3 ways to create a SharePoint site with Power Automate (with NO admin role)

Creating SharePoint sites is extremely common from an admin perspective, but not that usual from a user point of view. However, it still possible if your administrators allow it.

If you (as an administrator) do allow it (because you have a solid governance in place!), users might go through the SharePoint interface (UI) on their SharePoint home page, and click on + Create site. But that’s not the only way they can do it.

So in this blog post, let’s go through 3 different ways a user with no admin role in your Microsoft 365 tenant can create a SharePoint site using Power Automate.

Prerequisites

For any of the following options, one setting from the SharePoint Admin Centre will need to be enabled.

In the admin center, navigate to Settings, and click on Site creation. The important setting to enable is users can create SharePoint sites.

Depending on where users will be creating flows from, another prerequisite is for them to have the environment maker role assigned if they’ll be creating flows from a different environment than their Default one.

Send an HTTP request to SharePoint

This action is very popular in the Power Automate scene. And therefore, very well documented.

Add the Send an HTTP request to SharePoint action in your flow, and fill in the following:

  • Site Address: Root site (i.e.: https://contoso.sharepoint.com)
  • Method: POST
  • Uri: _api/SPSiteManager/create
  • Headers: Accept – application/json
  • Body: All your desired configuration properties

When the flow runs successfully, the site is created we can access the SharePoint site.

Microsoft/Office 365 Groups connector

Our second way is to use the Office 365 Groups connector with the Send HTTP request V2 action. Using this connector means your users will need to be authorised to create Microsoft 365 groups (turned ON by default).

⚠️Please note that this action is currently in preview (at the time of writing this article) and has some known issues and limitations.
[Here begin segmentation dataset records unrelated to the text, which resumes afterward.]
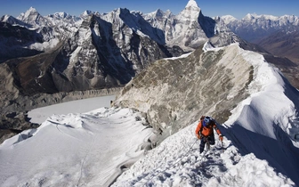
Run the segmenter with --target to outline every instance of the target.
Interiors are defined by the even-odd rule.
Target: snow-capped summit
[[[238,21],[238,19],[231,15],[222,16],[221,19],[224,21],[225,24],[229,24],[233,21]]]
[[[18,20],[31,25],[33,28],[51,27],[51,22],[44,19],[36,9],[30,7],[26,12],[20,13]]]
[[[201,10],[194,0],[190,0],[183,11],[178,15],[178,20],[187,20],[190,22],[196,21]]]

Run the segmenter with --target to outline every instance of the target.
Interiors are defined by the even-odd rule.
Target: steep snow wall
[[[299,144],[292,140],[299,132],[298,95],[262,54],[238,44],[213,50],[206,45],[156,61],[115,103],[147,113],[165,136],[210,115],[242,155],[254,153],[299,183]]]
[[[201,115],[224,122],[247,96],[252,80],[253,67],[242,53],[237,45],[214,52],[201,47],[158,61],[124,87],[115,104],[147,113],[150,123],[164,133],[176,132]]]

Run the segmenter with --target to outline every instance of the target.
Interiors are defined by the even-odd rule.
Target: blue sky
[[[178,14],[189,0],[0,0],[0,16],[4,14],[17,17],[31,6],[45,16],[65,12],[78,16],[85,10],[109,12],[117,8],[141,11],[148,13],[161,9]],[[299,16],[299,0],[197,0],[206,16],[232,15],[242,19],[247,13],[270,14],[274,16]]]

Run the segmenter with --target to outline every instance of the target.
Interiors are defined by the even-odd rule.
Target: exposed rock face
[[[242,53],[234,45],[159,60],[129,82],[114,103],[147,113],[150,123],[166,134],[201,115],[224,122],[230,110],[247,96],[246,86],[253,78],[253,68]]]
However, you can imagine what this action is going to do right? Thus you’ll need a good governance in place to avoid sprawling! But if you’re already letting users create groups, then I’m hopeful you’ve got one 😉

Choose the Send an HTTP request V2 under Office 365 Groups. If this is the first time using this action, you’ll need to authenticate to create a connection. Note there’s only one segment which is /groups.

For example:

{
    "displayName": "John Smith Test2",
    "description": "JS O365Groups HTTP request",
    "groupTypes": [
        "Unified"
    ],
    "mailEnabled": true,
    "mailNickname": "JohnSmithTest2",
    "securityEnabled": false
}

When the flow runs successfully, our Microsoft 365 group is created & SharePoint site provisioned 🙂

View from an admin perspective in the M365 Admin Centre

Entra ID connector

The Entra ID connector is not a premium connector. There’s a built-in action called Create an Office 365 group.

This one has only a few fields to fill, however when the group is created, it’ll be Public with no field to set the privacy setting from the get-go.

Others

There are other ways to create a site without admin roles, however they might either require a premium connector (HTTP), an App Registration, and/or potentially higher privileges. So be mindful and consider all options before implementing for your scenario.